Por Antonio Samarone *

Severino, aos onze anos, andava pelos cantos comendo barro. A molecada não perdoava: Ensogado, amarelo igual a rã de faveira, empapuçado, inchadinho.

Na escola do professor Orion, todos se achavam no direito de zomba-lo.

Ele sempre que podia levava na brincadeira. Sorridente, atencioso, educado, mas quando se zangava, saísse de baixo. Eu gostava dele.

Reconheço que de vez em quando eu também tirava onda. Em terra de sapos, de cócoras com eles.

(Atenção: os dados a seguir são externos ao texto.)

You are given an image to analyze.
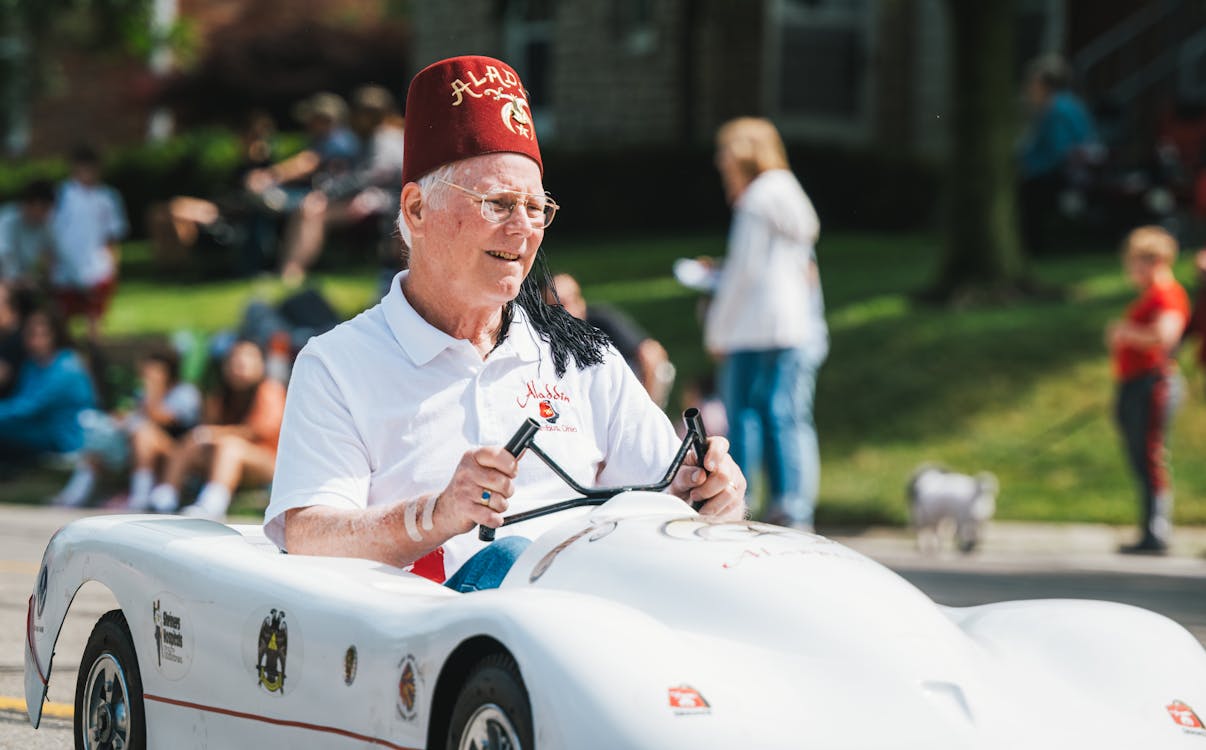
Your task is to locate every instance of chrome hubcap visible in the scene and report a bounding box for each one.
[83,653,130,750]
[458,704,522,750]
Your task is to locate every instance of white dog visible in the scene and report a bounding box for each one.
[907,464,998,554]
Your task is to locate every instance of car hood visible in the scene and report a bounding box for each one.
[499,493,1165,748]
[506,492,963,659]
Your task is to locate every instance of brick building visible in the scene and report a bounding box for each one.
[413,0,1206,159]
[8,0,1206,163]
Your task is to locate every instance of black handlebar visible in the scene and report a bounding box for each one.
[479,418,542,542]
[683,407,709,511]
[504,418,541,458]
[477,410,711,542]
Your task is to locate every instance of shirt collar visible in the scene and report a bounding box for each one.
[501,304,542,363]
[382,270,543,366]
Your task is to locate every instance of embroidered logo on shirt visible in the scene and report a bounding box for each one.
[516,380,570,408]
[516,381,576,432]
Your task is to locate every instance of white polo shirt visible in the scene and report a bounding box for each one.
[265,271,682,579]
[50,180,127,288]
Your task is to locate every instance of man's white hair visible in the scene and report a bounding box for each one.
[396,162,462,248]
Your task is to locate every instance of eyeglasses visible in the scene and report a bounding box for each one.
[439,179,559,228]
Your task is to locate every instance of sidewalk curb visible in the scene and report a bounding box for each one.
[827,520,1206,578]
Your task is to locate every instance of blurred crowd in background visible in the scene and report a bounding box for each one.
[0,71,697,518]
[0,83,403,517]
[2,4,1206,551]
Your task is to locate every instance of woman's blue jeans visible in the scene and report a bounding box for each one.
[444,536,532,593]
[720,347,824,526]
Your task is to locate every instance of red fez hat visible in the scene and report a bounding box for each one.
[402,55,542,185]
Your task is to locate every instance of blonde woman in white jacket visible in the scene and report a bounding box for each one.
[707,118,827,531]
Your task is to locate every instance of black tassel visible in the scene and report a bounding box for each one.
[495,249,611,377]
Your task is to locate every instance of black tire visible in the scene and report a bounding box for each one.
[445,653,534,750]
[74,609,146,750]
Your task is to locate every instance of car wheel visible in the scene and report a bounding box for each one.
[75,609,146,750]
[446,653,533,750]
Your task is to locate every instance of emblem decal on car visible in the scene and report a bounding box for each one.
[151,593,193,680]
[344,646,358,686]
[661,518,820,543]
[1168,700,1206,734]
[668,685,711,715]
[242,606,304,696]
[256,608,289,694]
[35,565,48,619]
[397,654,421,721]
[529,521,618,583]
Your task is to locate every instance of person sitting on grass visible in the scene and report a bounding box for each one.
[0,179,56,289]
[1106,226,1190,555]
[277,85,406,285]
[52,347,202,508]
[147,338,286,519]
[0,306,96,462]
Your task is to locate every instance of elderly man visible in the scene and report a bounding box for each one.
[264,56,746,591]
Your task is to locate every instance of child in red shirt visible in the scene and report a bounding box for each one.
[1106,226,1190,554]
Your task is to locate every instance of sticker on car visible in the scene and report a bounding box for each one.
[151,592,193,680]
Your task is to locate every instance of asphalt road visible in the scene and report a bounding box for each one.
[0,505,1202,748]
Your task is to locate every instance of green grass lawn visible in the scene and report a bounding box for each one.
[5,232,1205,529]
[552,232,1206,529]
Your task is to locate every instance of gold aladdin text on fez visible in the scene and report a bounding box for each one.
[450,66,521,105]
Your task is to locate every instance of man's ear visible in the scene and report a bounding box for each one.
[400,182,425,240]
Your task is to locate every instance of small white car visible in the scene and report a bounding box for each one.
[24,414,1206,749]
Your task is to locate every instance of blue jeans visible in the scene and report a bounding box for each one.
[444,537,532,593]
[720,347,824,526]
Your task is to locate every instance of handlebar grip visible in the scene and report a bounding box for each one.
[505,418,541,457]
[683,408,709,512]
[683,407,708,465]
[479,419,542,542]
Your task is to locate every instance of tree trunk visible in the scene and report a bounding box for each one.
[934,0,1028,300]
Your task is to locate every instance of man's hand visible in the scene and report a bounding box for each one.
[432,447,520,536]
[669,436,747,521]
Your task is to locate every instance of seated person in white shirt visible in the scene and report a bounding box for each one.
[264,56,747,592]
[0,180,55,289]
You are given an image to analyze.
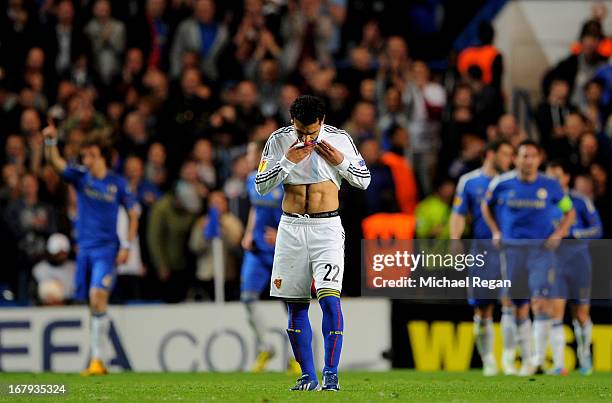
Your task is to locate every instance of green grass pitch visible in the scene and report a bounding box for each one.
[1,371,611,402]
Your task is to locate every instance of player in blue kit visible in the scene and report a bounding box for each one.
[482,140,575,375]
[44,122,139,376]
[450,139,515,376]
[241,140,285,372]
[546,162,602,375]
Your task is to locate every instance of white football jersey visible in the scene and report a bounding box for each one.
[255,124,371,194]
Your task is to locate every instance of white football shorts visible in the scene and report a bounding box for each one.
[270,214,345,299]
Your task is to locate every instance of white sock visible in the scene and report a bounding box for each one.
[473,316,494,361]
[245,300,271,353]
[573,319,593,366]
[550,320,565,369]
[516,318,532,366]
[532,315,551,367]
[501,307,517,355]
[91,312,109,360]
[485,319,494,360]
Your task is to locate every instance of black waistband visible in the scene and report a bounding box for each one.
[283,210,339,218]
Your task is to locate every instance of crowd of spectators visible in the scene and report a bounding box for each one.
[1,0,612,304]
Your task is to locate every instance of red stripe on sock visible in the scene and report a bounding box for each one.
[329,335,337,366]
[329,299,341,366]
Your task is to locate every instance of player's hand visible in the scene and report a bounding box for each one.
[264,226,277,246]
[42,119,58,140]
[116,248,130,265]
[545,231,563,250]
[286,139,315,164]
[492,231,502,249]
[315,140,344,166]
[241,231,254,250]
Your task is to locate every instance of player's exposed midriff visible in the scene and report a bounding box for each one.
[283,180,339,214]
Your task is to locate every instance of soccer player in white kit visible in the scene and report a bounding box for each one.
[255,95,371,391]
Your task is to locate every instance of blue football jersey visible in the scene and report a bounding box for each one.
[485,171,567,239]
[453,168,493,239]
[247,171,283,253]
[63,165,137,249]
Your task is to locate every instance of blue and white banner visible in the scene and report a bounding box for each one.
[0,299,391,373]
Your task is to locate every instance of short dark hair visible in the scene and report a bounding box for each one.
[81,133,113,167]
[547,159,571,174]
[289,95,325,126]
[580,20,603,41]
[517,139,540,153]
[486,139,512,154]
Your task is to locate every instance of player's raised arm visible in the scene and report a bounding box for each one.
[316,135,371,190]
[42,119,67,173]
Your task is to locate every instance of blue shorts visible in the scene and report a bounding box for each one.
[240,251,274,297]
[74,246,118,301]
[501,244,555,303]
[552,245,591,305]
[468,241,502,307]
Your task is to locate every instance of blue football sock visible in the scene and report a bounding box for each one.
[286,301,316,379]
[317,289,343,374]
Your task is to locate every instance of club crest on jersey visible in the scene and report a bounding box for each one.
[258,160,268,173]
[537,188,548,199]
[453,196,462,207]
[107,184,117,194]
[358,159,366,167]
[274,278,282,289]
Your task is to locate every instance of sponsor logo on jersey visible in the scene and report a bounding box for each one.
[453,196,462,207]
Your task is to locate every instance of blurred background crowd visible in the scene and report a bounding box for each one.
[1,0,612,305]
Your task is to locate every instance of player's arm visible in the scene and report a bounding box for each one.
[255,136,311,195]
[481,178,502,245]
[316,135,371,189]
[546,186,575,249]
[125,208,140,247]
[449,214,466,239]
[571,198,603,239]
[42,120,67,173]
[550,182,575,240]
[552,198,574,239]
[450,176,469,239]
[241,207,256,250]
[117,181,141,265]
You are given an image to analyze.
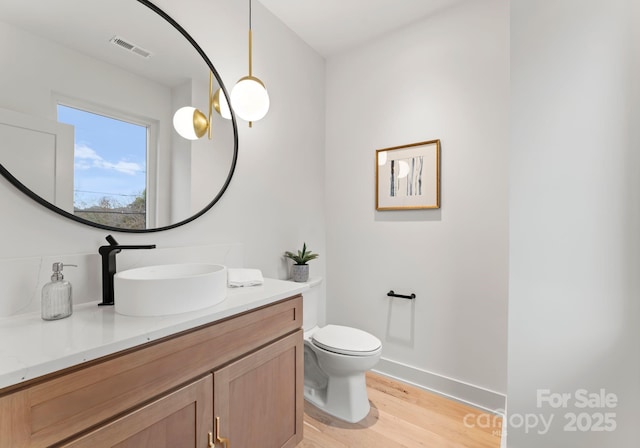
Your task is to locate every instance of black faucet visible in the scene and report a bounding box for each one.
[98,234,156,306]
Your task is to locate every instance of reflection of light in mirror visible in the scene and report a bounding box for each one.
[213,89,231,120]
[173,106,206,140]
[174,71,215,140]
[397,160,410,179]
[378,151,387,166]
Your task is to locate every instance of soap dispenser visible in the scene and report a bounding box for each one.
[41,262,77,321]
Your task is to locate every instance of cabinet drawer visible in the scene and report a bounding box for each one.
[0,295,301,447]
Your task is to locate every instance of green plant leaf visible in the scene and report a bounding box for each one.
[285,243,318,265]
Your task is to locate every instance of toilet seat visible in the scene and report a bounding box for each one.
[311,325,381,356]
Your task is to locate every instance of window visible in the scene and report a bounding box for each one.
[57,104,148,229]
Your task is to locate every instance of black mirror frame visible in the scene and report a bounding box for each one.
[0,0,238,233]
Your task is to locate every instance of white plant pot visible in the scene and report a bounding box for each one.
[291,264,309,282]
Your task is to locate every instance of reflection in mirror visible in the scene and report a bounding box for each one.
[57,104,149,228]
[0,0,237,232]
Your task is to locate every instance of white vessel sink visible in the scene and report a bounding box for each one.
[114,264,227,317]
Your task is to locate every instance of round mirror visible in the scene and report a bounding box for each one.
[0,0,238,232]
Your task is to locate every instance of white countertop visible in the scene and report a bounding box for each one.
[0,278,308,390]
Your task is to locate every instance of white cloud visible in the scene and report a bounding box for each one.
[75,144,102,161]
[74,144,143,175]
[103,160,142,176]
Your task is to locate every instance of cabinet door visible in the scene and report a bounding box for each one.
[214,331,303,448]
[62,375,213,448]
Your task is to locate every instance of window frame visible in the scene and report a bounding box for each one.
[54,94,158,229]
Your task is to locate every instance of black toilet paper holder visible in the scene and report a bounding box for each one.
[387,290,416,300]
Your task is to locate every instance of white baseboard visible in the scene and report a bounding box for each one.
[372,357,506,415]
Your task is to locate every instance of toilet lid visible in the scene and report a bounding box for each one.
[311,325,382,356]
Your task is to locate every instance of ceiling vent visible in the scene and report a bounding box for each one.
[109,36,152,59]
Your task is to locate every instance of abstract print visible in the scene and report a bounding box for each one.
[389,156,424,197]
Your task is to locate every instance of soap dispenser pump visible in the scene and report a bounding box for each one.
[41,262,77,321]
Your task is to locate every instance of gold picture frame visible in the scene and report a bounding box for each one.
[376,139,441,210]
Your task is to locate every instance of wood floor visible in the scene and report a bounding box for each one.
[299,372,502,448]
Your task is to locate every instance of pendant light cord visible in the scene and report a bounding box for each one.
[248,0,253,76]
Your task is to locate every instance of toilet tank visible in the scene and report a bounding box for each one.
[302,277,323,331]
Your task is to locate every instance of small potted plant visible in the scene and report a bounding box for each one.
[284,243,319,282]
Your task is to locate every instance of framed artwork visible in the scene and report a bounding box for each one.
[376,139,440,210]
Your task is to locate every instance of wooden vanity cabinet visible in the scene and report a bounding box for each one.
[0,296,304,448]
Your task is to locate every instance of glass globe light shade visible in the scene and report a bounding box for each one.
[213,89,232,120]
[231,76,270,122]
[173,106,207,140]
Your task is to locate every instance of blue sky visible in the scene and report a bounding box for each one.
[57,105,147,208]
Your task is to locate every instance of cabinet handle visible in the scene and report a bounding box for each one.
[215,416,230,448]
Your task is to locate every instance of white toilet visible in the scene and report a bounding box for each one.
[302,278,382,423]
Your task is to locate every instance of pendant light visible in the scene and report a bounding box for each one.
[213,88,232,120]
[173,71,215,140]
[230,0,269,127]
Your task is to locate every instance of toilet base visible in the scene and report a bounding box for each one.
[304,369,372,423]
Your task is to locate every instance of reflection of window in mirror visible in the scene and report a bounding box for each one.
[56,102,153,230]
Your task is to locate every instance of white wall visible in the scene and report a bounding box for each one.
[508,0,640,446]
[325,0,509,410]
[0,0,326,316]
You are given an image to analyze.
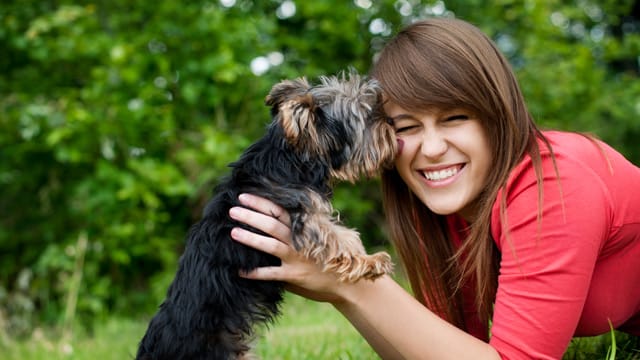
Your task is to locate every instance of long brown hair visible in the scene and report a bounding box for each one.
[370,18,549,332]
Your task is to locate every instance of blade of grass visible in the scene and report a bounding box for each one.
[607,319,616,360]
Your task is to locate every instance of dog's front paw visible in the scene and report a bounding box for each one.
[325,251,393,283]
[360,251,394,280]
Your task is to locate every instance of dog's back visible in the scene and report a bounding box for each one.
[136,146,290,359]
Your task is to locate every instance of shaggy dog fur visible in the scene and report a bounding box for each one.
[135,71,396,359]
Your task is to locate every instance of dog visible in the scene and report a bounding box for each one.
[135,71,396,360]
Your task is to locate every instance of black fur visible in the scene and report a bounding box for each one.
[136,127,326,359]
[135,73,390,360]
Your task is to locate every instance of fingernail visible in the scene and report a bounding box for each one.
[238,193,250,204]
[230,227,243,240]
[229,207,241,219]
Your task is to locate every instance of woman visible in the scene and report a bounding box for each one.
[228,18,640,359]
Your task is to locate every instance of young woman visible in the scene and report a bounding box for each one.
[228,17,640,359]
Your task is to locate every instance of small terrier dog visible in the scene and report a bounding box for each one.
[135,71,396,359]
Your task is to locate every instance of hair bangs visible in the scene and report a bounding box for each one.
[373,27,483,116]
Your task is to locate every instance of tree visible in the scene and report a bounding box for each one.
[1,0,637,333]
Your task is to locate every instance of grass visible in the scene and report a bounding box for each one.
[0,318,143,360]
[0,294,378,360]
[254,294,378,359]
[1,294,637,359]
[564,330,640,360]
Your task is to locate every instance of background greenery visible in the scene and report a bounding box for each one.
[1,0,639,357]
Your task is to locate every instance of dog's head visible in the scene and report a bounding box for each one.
[265,70,397,182]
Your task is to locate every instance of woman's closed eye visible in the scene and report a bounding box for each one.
[395,125,418,133]
[444,114,470,122]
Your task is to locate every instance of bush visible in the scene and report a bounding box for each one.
[1,0,638,335]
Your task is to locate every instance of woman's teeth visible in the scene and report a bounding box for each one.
[423,166,459,181]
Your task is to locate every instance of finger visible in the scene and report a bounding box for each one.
[238,193,291,226]
[239,266,289,281]
[229,206,291,243]
[230,227,290,258]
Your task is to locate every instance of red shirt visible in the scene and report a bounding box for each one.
[448,131,640,359]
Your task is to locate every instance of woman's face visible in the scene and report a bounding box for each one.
[385,101,492,221]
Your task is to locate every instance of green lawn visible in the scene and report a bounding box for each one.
[254,294,378,359]
[1,294,637,359]
[0,294,378,360]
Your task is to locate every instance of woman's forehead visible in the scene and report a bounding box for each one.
[383,99,469,117]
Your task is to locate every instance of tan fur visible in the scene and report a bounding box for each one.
[331,119,397,182]
[280,98,325,157]
[297,191,393,282]
[271,72,396,282]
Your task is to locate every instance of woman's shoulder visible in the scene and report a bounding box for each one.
[537,130,638,170]
[507,130,637,191]
[491,130,640,243]
[490,131,610,240]
[537,130,615,169]
[499,131,602,199]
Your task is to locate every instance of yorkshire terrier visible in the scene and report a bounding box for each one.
[135,71,396,359]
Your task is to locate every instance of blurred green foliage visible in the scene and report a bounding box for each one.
[1,0,638,336]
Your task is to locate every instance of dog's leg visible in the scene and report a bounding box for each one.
[292,191,393,282]
[318,224,393,282]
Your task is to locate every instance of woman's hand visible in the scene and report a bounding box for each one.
[228,193,347,304]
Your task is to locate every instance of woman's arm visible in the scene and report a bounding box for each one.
[333,275,499,360]
[229,193,500,360]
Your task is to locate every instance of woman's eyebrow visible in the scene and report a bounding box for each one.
[388,113,415,121]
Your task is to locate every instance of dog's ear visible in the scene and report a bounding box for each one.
[267,78,321,151]
[265,77,312,108]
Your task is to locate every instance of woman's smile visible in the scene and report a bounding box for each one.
[420,163,465,184]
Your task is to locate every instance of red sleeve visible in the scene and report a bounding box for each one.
[488,152,612,359]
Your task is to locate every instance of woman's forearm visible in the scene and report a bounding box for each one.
[333,275,501,360]
[333,289,405,360]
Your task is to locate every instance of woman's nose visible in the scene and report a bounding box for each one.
[421,130,448,158]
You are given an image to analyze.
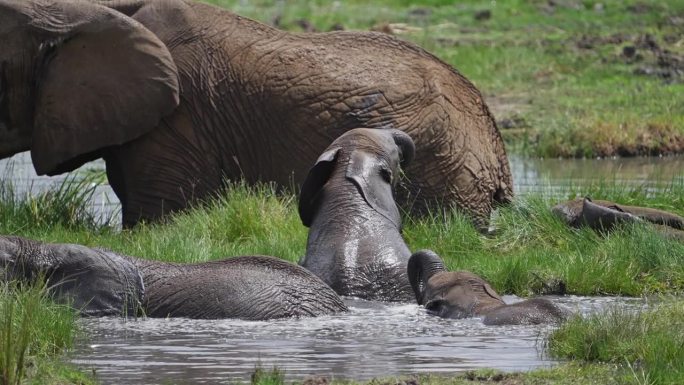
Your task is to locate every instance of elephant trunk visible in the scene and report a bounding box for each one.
[407,249,445,305]
[390,129,415,169]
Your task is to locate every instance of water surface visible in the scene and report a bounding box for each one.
[71,296,643,384]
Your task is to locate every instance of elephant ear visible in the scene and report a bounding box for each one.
[299,147,341,227]
[28,0,179,175]
[346,149,401,227]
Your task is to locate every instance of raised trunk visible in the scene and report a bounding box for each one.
[406,250,446,305]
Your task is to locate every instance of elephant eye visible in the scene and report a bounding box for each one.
[380,167,392,184]
[425,299,448,313]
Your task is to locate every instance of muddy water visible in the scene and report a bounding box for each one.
[71,296,644,384]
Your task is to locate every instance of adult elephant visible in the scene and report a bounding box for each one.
[0,0,513,228]
[0,236,347,319]
[407,250,569,325]
[299,128,415,302]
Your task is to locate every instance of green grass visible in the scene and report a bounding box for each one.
[201,0,684,158]
[248,363,648,385]
[3,177,683,296]
[547,299,684,385]
[0,281,91,385]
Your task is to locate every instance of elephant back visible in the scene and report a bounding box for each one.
[140,255,347,320]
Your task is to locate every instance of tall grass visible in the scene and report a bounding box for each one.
[0,173,108,233]
[547,299,684,385]
[404,181,684,296]
[0,281,77,385]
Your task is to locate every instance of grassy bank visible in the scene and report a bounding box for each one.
[204,0,684,158]
[4,178,681,297]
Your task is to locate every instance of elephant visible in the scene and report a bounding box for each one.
[0,236,348,319]
[407,250,569,325]
[0,0,513,229]
[552,197,684,240]
[299,128,415,302]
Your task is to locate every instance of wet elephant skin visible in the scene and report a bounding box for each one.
[0,237,347,320]
[552,197,684,239]
[407,250,569,325]
[299,128,415,302]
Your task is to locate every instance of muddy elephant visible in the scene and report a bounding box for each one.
[0,236,347,319]
[0,0,513,229]
[407,250,569,325]
[553,197,684,240]
[299,128,415,302]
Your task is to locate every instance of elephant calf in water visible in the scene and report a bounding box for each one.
[407,250,569,325]
[553,197,684,241]
[298,128,416,302]
[0,237,347,320]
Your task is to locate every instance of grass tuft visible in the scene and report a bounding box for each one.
[0,280,78,385]
[547,299,684,385]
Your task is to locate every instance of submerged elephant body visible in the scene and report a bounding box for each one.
[0,236,347,320]
[407,250,568,325]
[0,0,512,228]
[299,128,415,301]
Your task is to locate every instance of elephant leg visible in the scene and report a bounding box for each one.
[103,109,225,227]
[483,298,570,326]
[0,236,144,316]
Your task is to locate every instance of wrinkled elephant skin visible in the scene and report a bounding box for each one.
[407,250,569,325]
[0,0,512,229]
[299,128,415,302]
[0,237,347,320]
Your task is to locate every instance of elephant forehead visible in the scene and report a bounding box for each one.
[332,129,399,161]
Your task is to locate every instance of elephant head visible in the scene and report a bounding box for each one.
[407,250,568,325]
[0,236,144,317]
[0,0,179,175]
[299,127,415,228]
[298,128,416,301]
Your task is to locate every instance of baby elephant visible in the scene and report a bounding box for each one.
[299,128,415,302]
[0,236,347,320]
[553,197,684,240]
[407,250,568,325]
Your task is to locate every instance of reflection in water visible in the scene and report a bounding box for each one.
[71,296,643,384]
[512,156,684,195]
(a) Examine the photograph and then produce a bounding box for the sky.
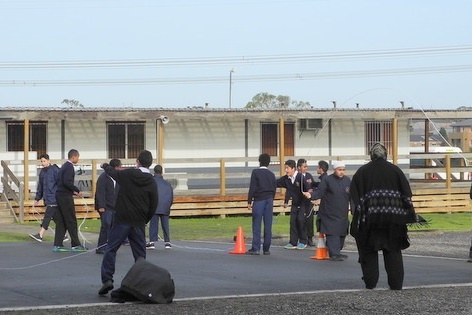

Ainda não existia o bullying, ou se existia, ninguém sabia. Na verdade, não existia a consciência do bullying. As relações sociais em minha Aldeia eram mediadas pela violência.

Severino não era um coitadinho, andava com um canivete amolado e não pestanejava. Tinha a língua afiada. De vez em quando, reagia as zombarias com firmeza. Contra-atacava.

Severino professava uma filosofia: “atrás dos apedrejados, correm as pedras.” Portanto, ele tentava fazer de conta que não era com ele. Até certo ponto.

Lembro-me de Severino brincando de “pinta rainha” e “sola mingola”, escutando as estórias de Trancoso contadas por dona Gemelice, a rezadeira.

Se não bastasse, o pai de Severino, seu Júlio, era um homem rigoroso. Achava que o vício dele era intolerável. Não é fome, só pode ser safadeza. A desculpa do papa-terra é o pau não ter oco. Os castigos eram medonhos. O vicio conduz ao precipício, pensava seu Júlio.

Entretanto, uma força estranha empurrava Severino para a geofagia. A vigilância não impedia. Ele passou a comer terra escondido.

Só na Faculdade, descobri que Severino padecia do amarelão, uma verminose causada pelos nematelmintos ancylóstoma ou necator. O organismo de Severino precisava de ferro. Ele não tinha saída.

Severino comeu um tampado de terra, más sobreviveu ao amarelão e a crueldade dos amigos.

Era o ambiente cultural de minha infância. A compaixão era reprimida.